Wednesday, October 2, 2013

Q & A with Tasha Alexander

New York Times Bestselling Author Tasha Alexander: Behind the Shattered Glass(October 15 release, Minotaur, $24.99)
 Q—The victim makes a grand entrance at a social gathering and falls dead in the opening pages. You get the reader’s attention quickly don’t you?
Alexander—The opening of this book came to me long before I had settled on the overall story. From there, I had to start asking questions about the gentleman in question to figure out what had happened to him…
Q—As the 8th book in the Lady Emily series does it seem the give-and-take between Lady Emily and her mother over a grim topic—such as murder--is something readers have come to anticipate?
Alexander—Emily and her mother have, at best, a sometimes-peaceful standoff. Their views on most things—women’s suffrage, education, appropriate social behavior, and child-rearing—clash, but there is a great deal of humor in their exchanges, and readers are kind enough to tell me they enjoy them. Lady Bromley, however, might not find them quite so amusing.
Q—What made you decide to delve into the two classes, upper class and servants?

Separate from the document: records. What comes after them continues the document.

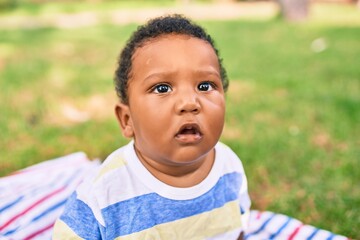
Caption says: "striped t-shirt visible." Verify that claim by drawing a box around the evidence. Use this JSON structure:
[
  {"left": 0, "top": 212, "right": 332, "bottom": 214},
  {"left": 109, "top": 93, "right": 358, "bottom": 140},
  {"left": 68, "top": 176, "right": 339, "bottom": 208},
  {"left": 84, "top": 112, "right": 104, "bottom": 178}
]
[{"left": 53, "top": 141, "right": 250, "bottom": 240}]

Alexander—Emily has long had a less-than-ordinary relationship with her servants. For example, she doesn’t just give them orders—she talks to them—and has come to rely on Davis, her butler, and Meg, her lady’s maid, in ways that go beyond the usual master-servant rapport. In this book, I wanted to explore what life was like below stairs—to get the servants’ side, so to speak. The late 19th century was a time of great change for those in service. The Industrial Revolution gave the lower classes more options for employment, and there was a great deal of debate as to what was a better job: factory work or service. There are pros and cons to both, and I think it is fascinating to consider how the people working the jobs felt about them. Davis, who has spent his entire life in service, is devoted to it, but there are others in Emily’s household who do not feel the same way. The glittering life above stairs was only possible because the strict constraints of the class system forced a large percentage of the population to work below stairs. These were tough, tough jobs. Maids were up before sunrise and on their feet doing hard labor until late in the evening. It’s no wonder they looked for other options, especially if they did not work for a family who treated them well.

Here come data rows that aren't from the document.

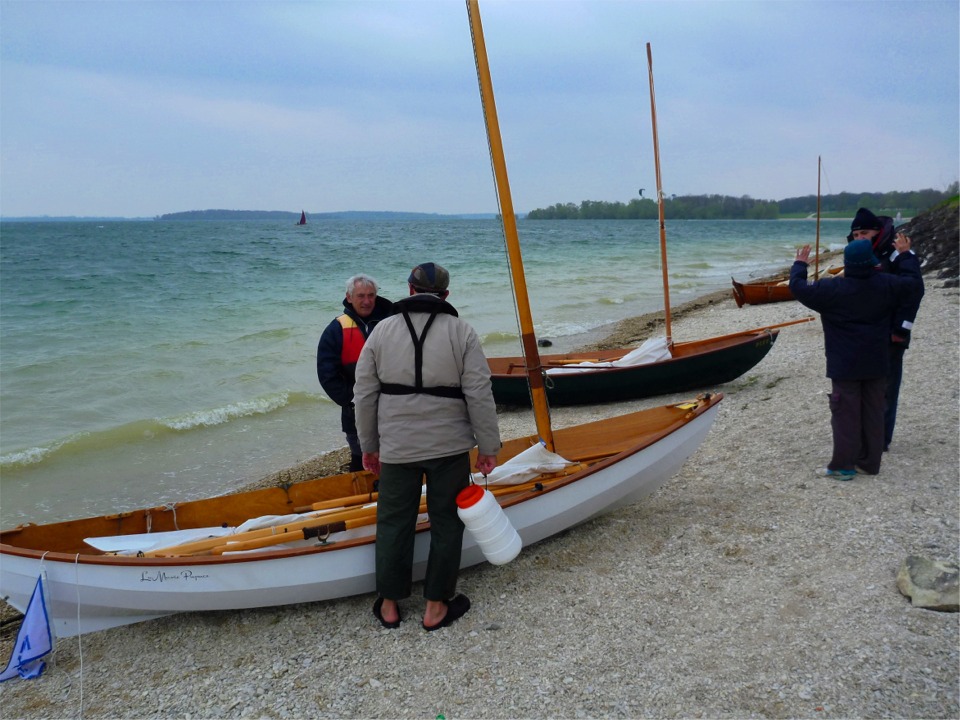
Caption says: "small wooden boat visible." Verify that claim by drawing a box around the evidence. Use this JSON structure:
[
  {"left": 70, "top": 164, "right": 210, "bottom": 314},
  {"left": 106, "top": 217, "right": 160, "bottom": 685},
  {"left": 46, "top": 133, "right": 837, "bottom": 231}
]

 Q—Tell us about travel research for this book?
Alexander—I spent a great deal of time at country houses in England. Harewood House in Yorkshire has their kitchen and other downstairs rooms open—it was most enlightening to see them. Haddon Hall, Chatsworth, and Castle Howard inspired bits of Anglemore Park, the Hargreaves family estate, but it owes the most to Burton Agnes Hall, which was a place that felt so beautifully lived in—so much like a real home—that I wished I could move in.
Q—Now eight books and now you’re a New York Times Bestselling Author: what are the reasons Lady Emily and the series appeal to its growing list of followers?
Alexander—That is a difficult question. As a writer, I am immensely grateful that readers keep coming back for more Emily, but we all have different reasons for choosing the books we read. I have always loved a good series because the characters start to feel like old friends, and I can’t wait for the next installment. Elizabeth Peters’ Amelia Peabody books are some of my favorites, primarily because I adore the characters.
Q—In your mind what is the biggest individual change in Emily and Colin from book one (And Only To Deceive) to Behind the Shattered Glass?
Alexander—I don’t think they have changed so much as they have come into their own, Emily especially. They are both more comfortable in their convictions, and more comfortable working as equal partners in their marriage. In terms of real change, the addition of children to the household, though not as radical for wealthy Victorians with nannies and nurses as it is for us today, certainly has an enormous impact on them.
Q—How long did it take to write the manuscript and did you know the storyline when writing the last book, Death In The Floating City?
Alexander—I don’t outline. My brain doesn’t work that way. I spend several months doing research—reading, primarily. Once I have the seed of an idea, I start taking notes about characters and story. At some point, I have enough that I know I’m ready to write the first draft. Once the draft is complete, I let it sit for a month or so before revising. I write a book a year, and that allows me to comfortably deliver on time. The details of the story always come to me while I’m writing.